Actually, those last two words pretty much summarize the entire movie. I'm not sure if you've ever seen it, and if you haven't, I'm only going to include the basic details as to spare you the pain of having this wonderful movie's plot and ideas spoiled. Basically, An unhappy woman travels to three different destinations over the course of a year and rediscovers herself. I understand that that may sound a bit cliché, but I assure you, the film in it's entirety is not.

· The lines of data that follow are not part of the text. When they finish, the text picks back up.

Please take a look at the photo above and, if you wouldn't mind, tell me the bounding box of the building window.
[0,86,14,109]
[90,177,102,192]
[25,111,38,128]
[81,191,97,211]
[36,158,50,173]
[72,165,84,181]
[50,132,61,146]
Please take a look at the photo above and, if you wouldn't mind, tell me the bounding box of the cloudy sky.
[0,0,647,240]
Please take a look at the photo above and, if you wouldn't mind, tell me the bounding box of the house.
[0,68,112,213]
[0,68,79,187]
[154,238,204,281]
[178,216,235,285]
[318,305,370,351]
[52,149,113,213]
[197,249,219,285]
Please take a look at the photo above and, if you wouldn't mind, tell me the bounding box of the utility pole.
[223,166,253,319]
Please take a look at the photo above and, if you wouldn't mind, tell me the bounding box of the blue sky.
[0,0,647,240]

Travel has always sparked a sort of curiosity inside of me and I've grown to understand that it can have an effect on the person you (think you) are, so just the fact that three very beautiful and interesting destinations were featured in the film fuelled my desire to watch it enough, let alone the entire idea the movie was meant to portray. Many notable quotes aside, this movie really did leave me wondering what I was doing with my life. If I want something, I should go for it. If I love someone, I should tell them. If I have the opportunity to help another, I should do all I can to make a change. If I'm tired of the life I'm living right now, there are so many ways I can change it. And, like I said, who knows?! Who knows what will happen? Most likely, the end result will always be better than what I entered the situation with.

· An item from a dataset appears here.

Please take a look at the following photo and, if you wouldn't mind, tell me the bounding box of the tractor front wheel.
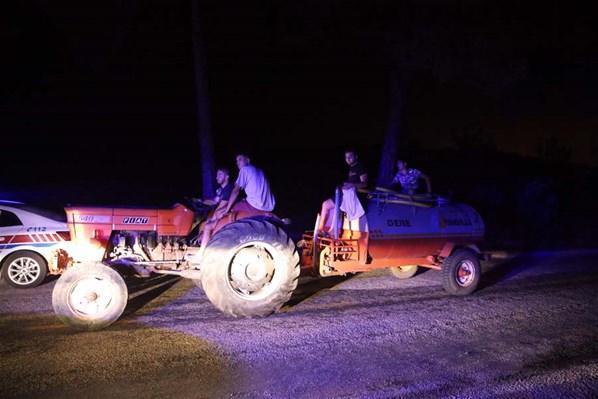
[52,263,128,330]
[201,218,300,317]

I was also reminded of all my friends and acquaintances. The other day I was sitting in class watching everyone else in the room not to be creepy, but just to observe. I watched their faces, they way their mouthes moved and their eyes displayed emotion when they spoke, they way they looked when they thought they weren't being seen. Reality hit me like a brick: All these people, all their lives, how much they've grown and changed and lived and felt and learned and remembered and forgotten. How beautiful they all are. Looking at their faces, I realized that all those people had lived their lives in just the right way for them to enter and alter mine and many others. They all made the choices to get here, to be alive in this very spot. Maybe some are happy, and maybe some aren't, but I hope they all remember they have the power to change their lives in so many ways, and that that power can be used whenever they feel like it.
At any time things can change. So: Who knows? That's what this movie taught me. I acknowledge the fact that there were other and deeper meanings to the movie, but this was the thought that stuck with me the most when the credits began to roll.
I write this mostly as a reminder to myself to (read the book and) remember that message. The message of Who Knows. Because really, who does?